On changing attitudes

I once took a class based on Stephen Covey’s book, “7 Habits of Highly Effective People.”

I took it because I thought it would help me be more organized and be able to manage my time better. By practicing these seven habits, people can change their attitudes and behaviors to improve their lives, but it certainly isn’t easy.

Habit 4 —Think win-win — is one of the hardest to practice. Growing up in a highly competitive society, we think win-lose is the only modus operandi. We want to be No. 1, to be the best, so we naturally strive to get ahead of the other person or team or company. But Covey says that kind of thinking is based on an attitude of scarcity, the belief that there is not enough to go around. Win-win is based on an attitude of abundance, that there’s enough for everybody. Cooperation rather than competition is what we need to cultivate in ourselves and in our children.

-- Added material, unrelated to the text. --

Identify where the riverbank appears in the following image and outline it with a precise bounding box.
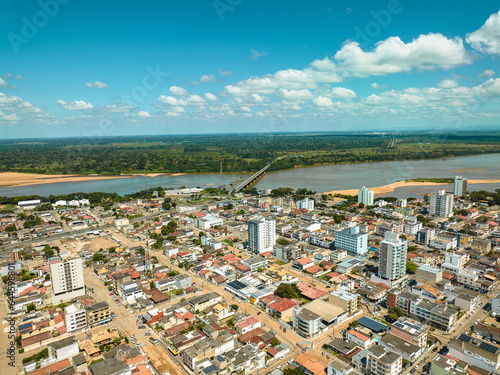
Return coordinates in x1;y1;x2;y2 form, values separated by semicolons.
0;172;131;187
323;179;500;196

A wonderful example of “Think win-win” is a writer’s group I joined that was made up of professional and amateur writers who came together each week to encourage each other and critique one another’s work. A person’s work is read by the convener and the others listen carefully and offer suggestions to improve it or praise a well-written story. When someone gets their work published, the others genuinely rejoice with that person. There is no attitude of one-upmanship, but rather a feeling that we are here to help each other succeed.

This may be antithetical to most sports, but if two teams play well, even though one wins, the other can have a feeling of putting up a fair fight. In business, both parties have to agree on a fair transaction that will be beneficial to each side. In marriage, husband and wife need to negotiate so that both will feel respected and valued.

Covey advocates the mentality of “Think win-win or no deal.” If the other person is not willing to cooperate in a way that both sides benefit, he says not to play the game. If there’s inequity, there’s no deal in his philosophy.

Habit 5 — Seek first to understand, then to be understood — is another hard habit to practice. It is the habit of empathetic communication. Understanding comes through listening. Covey speaks of the levels of listening: ignoring, pretend listening, selective listening, and attentive and empathetic listening. Most of us spend the majority of our time at the first three levels. We think we know the answers so we are quick to jump to conclusions, judge people, or try to impose our opinions on them.

In our self-centered world, we often feel so misunderstood. When we disagree, we try to get the other person to come around to our way of thinking. A more effective way of relating is to ask the other person to help you understand his or her behavior or idea. Covey speaks of giving the other person “psychological air” to explore feelings and express emotions without being judged. Empathetic listening is listening with the eyes, ears and heart.

It is so life-giving to have someone really listen with their whole being. I once had a spiritual director who got tears in his eyes when I spoke of something painful in my life. It was like being bathed in healing waters.

To learn about the other habits, I recommend Covey’s book. These habits have the potential of making us happier people and improving our relationship with others. But they are hard to practice.